Rhodococcus equi is an aerobic, pleomorphic coccobacillus, which predominantly causes infection in patients with HIV and other immunosuppressed conditions, with more than 200 reported cases.6,7 This organism is a facultative intracellular pathogen that infects macrophages and survives intracellularly because of its ability to resist the oxidative burst and prevent phagosome–lysosome fusion. This enables it to survive the lethal effects of antibiotics and cause chronic and relapsing infections. It is found in soil and is a well known cause of infection in animals, particularly foals, swine, horses, sheep, calves, and goats. Exposure to these animals is often found in patients with rhodococcus infection. Infection is acquired via the airborne route and is extremely rare in immunocompetent individuals.8 The lung is usually the primary site of infection, resulting in necrotising pneumonia, with subsequent haematogenous dissemination, most commonly to the brain. The initial infection in the lung manifests as a cavitary lesion, followed by consolidation, pleural effusion, and rarely mediastinal enlargement and pulmonary nodules. Other tissue infections that have been described include gastrointestinal infections, pericarditis, meningitis, mastoiditis, and abscesses in the liver, kidney, and psoas muscles.

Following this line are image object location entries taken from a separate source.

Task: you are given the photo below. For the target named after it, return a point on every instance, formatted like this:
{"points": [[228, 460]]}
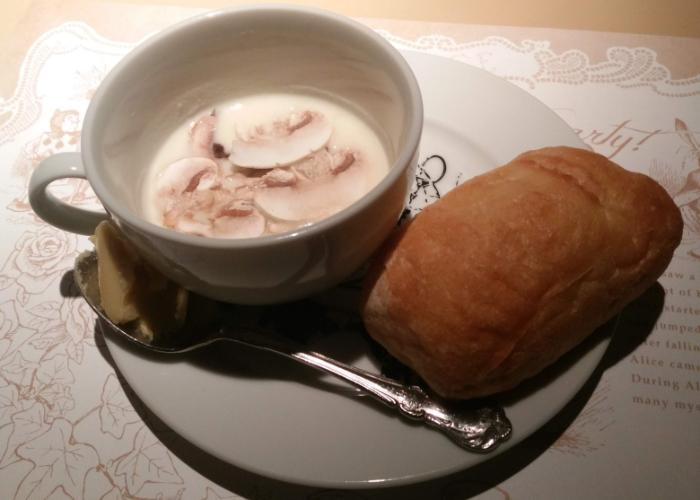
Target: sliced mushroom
{"points": [[313, 200], [314, 166], [232, 225], [286, 142], [278, 177]]}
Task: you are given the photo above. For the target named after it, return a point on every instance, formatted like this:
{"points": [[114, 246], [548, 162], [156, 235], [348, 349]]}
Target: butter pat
{"points": [[132, 291]]}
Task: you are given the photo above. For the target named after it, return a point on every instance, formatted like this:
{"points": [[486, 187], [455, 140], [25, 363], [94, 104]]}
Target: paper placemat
{"points": [[68, 429]]}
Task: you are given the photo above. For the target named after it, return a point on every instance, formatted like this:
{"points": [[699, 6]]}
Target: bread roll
{"points": [[507, 272]]}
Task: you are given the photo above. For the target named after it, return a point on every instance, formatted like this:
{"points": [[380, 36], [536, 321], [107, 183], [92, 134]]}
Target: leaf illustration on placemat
{"points": [[116, 411], [9, 402], [17, 369], [59, 463], [55, 370], [148, 462], [26, 425]]}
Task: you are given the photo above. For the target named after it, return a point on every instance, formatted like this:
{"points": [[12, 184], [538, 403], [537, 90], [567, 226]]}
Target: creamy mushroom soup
{"points": [[263, 164]]}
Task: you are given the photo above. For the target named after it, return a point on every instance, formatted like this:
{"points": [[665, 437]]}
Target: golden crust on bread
{"points": [[510, 270]]}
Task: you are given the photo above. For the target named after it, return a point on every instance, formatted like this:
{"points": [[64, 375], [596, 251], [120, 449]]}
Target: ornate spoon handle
{"points": [[478, 429]]}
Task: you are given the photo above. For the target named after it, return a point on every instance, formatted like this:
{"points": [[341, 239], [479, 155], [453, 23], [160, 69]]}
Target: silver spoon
{"points": [[479, 429]]}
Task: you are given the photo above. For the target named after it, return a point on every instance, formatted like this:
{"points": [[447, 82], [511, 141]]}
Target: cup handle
{"points": [[51, 209]]}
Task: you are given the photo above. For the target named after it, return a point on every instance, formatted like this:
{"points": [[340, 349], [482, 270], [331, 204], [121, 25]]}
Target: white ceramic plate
{"points": [[266, 415]]}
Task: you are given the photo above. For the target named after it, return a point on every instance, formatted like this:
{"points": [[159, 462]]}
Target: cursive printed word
{"points": [[618, 138]]}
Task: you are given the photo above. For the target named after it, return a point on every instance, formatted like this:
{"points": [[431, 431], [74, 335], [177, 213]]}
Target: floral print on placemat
{"points": [[68, 425]]}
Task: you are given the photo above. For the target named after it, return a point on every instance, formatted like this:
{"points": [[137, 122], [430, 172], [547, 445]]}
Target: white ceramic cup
{"points": [[213, 57]]}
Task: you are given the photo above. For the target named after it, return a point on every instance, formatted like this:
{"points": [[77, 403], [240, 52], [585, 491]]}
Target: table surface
{"points": [[593, 65]]}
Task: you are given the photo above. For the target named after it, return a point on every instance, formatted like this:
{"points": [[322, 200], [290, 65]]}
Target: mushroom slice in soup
{"points": [[284, 143], [311, 201], [239, 221]]}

To our knowledge, there are 11 reported cases of R equi brain abscesses, and most were in patients with HIV, patients with haematological malignancies, and renal transplant recipients.1–5,9,10 Only two cases have been described in immunocompetent individuals.9,10

“Both the duration and the route of treatment should be adjusted based on the clinical and radiological response to treatment”

There are limited data and no clear guidelines for the treatment of infections caused by R equi. The organism is consistently sensitive to vancomycin, erythromycin, aminoglycosides, rifampin, and imipenem and resistant to the penicillins and cephalosporins.11 The choice and duration of antibiotics are very important to prevent therapeutic failure. Because an adequate concentration of the antibiotic must be achieved intracellularly, it is recommended that a combination of at least two antibiotics should be used for a two to six month period. A proposed approach for the treatment of R equi infections suggests that local infections in immunocompetent hosts should be treated by a combination of two oral antibiotics, using drugs such as erythromycin, rifampin, and/or a quinolone.12 It is also suggested that more serious infections, including those in immunocompromised hosts, should initially be treated intravenously using a combination of two to three drugs such as vancomycin, imipenem, aminoglycosides, rifampin, ciprofloxacin, and or erythromycin. The authors suggest that both the duration and the route of treatment should be adjusted based on the clinical and radiological response to treatment.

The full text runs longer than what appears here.